Step 5: Submit to Your Acquiring Bank
Send the completed SAQ and AOC to your acquiring bank or payment brand as required. Keep copies for your records. Most acquirers require annual SAQ submission. Non-compliance fines range from $5,000 to $100,000 per month depending on the payment brand and violation severity.
Common PCI DSS Self-Assessment Questionnaire Mistakes
Choosing SAQ A when you should use SAQ A-EP. If your e-commerce site hosts any JavaScript from the payment processor (even an iframe), you likely need SAQ A-EP, not SAQ A. The distinction matters because SAQ A-EP requires vulnerability scanning and penetration testing that SAQ A does not.
Marking questions N/A without justification. Every N/A answer must include a reason. Auditors and acquirers flag SAQs with excessive unexplained N/A responses.
Forgetting third-party compliance verification. If you outsource payment functions, you must verify that your service providers are PCI DSS compliant. Request their AOC or check the Visa Global Registry of Service Providers.
Treating the SAQ as a one-time exercise. PCI DSS compliance is continuous. Your SAQ must be updated annually, and the controls it validates must be maintained year-round.
Frequently Asked Questions
Who needs to complete a PCI DSS SAQ?
Any merchant or service provider that handles payment card data and is not required to undergo a full on-site assessment by a QSA. Your acquiring bank determines whether you can self-assess or need a QSA-led audit, typically based on your annual transaction volume.
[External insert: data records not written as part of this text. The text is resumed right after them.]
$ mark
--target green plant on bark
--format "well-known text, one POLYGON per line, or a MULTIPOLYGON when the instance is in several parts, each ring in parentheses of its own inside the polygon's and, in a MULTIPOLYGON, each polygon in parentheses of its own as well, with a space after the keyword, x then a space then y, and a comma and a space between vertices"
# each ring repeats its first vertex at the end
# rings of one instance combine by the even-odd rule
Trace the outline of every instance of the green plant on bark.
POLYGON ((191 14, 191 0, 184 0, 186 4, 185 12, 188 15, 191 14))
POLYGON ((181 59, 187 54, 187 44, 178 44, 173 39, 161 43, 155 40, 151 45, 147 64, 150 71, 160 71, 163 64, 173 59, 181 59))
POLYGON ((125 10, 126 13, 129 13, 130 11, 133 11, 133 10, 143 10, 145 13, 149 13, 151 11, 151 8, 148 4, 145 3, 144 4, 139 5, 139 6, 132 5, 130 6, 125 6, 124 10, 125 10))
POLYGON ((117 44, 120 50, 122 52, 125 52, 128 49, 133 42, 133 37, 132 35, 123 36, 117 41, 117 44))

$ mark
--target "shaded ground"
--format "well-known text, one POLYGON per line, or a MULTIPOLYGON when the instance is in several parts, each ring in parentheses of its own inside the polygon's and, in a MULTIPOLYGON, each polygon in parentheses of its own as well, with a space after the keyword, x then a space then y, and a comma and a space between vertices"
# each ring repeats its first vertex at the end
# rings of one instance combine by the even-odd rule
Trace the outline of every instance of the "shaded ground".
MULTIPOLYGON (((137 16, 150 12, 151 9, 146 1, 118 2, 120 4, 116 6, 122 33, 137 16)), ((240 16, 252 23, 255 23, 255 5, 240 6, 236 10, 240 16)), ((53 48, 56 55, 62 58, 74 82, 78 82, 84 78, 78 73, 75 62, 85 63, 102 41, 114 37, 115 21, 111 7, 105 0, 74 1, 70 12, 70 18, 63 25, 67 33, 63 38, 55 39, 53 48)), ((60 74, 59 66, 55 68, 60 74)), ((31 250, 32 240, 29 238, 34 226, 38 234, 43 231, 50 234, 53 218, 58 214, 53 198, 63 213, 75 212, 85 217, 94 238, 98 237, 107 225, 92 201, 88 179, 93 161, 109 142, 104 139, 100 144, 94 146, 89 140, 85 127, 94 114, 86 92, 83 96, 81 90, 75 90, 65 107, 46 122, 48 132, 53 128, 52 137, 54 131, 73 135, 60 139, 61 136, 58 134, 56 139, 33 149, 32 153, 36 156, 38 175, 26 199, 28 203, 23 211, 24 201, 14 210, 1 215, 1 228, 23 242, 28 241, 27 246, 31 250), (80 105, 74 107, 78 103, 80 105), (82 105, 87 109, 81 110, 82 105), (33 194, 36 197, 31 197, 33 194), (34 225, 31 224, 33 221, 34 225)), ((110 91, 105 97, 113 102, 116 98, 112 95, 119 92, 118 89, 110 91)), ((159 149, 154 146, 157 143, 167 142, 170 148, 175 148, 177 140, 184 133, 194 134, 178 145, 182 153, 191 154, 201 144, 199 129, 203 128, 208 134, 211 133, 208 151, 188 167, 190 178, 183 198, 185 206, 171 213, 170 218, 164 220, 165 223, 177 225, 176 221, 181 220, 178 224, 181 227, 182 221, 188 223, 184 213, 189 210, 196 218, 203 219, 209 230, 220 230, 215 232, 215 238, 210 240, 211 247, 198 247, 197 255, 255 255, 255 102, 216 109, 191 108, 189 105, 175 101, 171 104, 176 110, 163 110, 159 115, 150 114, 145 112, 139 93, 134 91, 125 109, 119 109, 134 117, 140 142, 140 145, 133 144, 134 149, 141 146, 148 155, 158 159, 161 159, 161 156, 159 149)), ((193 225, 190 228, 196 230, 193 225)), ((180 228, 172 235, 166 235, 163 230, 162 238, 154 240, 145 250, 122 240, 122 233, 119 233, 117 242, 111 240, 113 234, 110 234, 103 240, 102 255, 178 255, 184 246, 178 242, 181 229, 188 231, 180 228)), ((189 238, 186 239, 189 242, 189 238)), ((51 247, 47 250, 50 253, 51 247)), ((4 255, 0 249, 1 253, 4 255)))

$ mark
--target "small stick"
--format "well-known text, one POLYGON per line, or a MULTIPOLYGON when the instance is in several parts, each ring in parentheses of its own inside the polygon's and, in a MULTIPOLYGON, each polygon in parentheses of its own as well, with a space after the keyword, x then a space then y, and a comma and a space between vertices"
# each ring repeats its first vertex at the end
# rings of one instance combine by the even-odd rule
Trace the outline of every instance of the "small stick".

How long does it take to complete a PCI DSS self-assessment questionnaire?
SAQ A can be completed in a few hours if your payment environment is truly outsourced. SAQ D can take weeks or months depending on the complexity of your environment and the number of gaps requiring remediation. Most mid-complexity SAQs (B-IP, C-VT, C) take one to two weeks.
What happens if you fail the PCI DSS self-assessment questionnaire?
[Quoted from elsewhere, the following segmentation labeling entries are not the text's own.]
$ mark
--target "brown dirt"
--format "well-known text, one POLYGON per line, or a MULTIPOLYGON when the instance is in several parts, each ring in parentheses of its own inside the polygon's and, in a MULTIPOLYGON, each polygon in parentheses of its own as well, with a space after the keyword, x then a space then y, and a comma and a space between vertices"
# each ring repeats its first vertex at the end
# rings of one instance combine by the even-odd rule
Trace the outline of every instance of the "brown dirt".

You cannot technically "fail" an SAQ since it is a self-assessment. However, if you answer "No" to any question without a compensating control, you are not compliant. Your acquiring bank may require a remediation plan, impose higher processing fees, or in severe cases, revoke your ability to accept card payments.
How often must the PCI DSS self-assessment questionnaire be completed?
The SAQ must be completed annually. Additionally, you must revalidate compliance whenever there are significant changes to your payment environment, such as switching payment processors, adding new payment channels, or changing how you store cardholder data.
Can a QSA help with the PCI DSS self-assessment questionnaire?
Yes. Many organizations hire a QSA to guide them through the SAQ process, especially for complex SAQ types like A-EP or D. The QSA can help with scoping, gap assessment, and remediation planning. This is called a QSA-assisted SAQ and is different from a full Report on Compliance (ROC).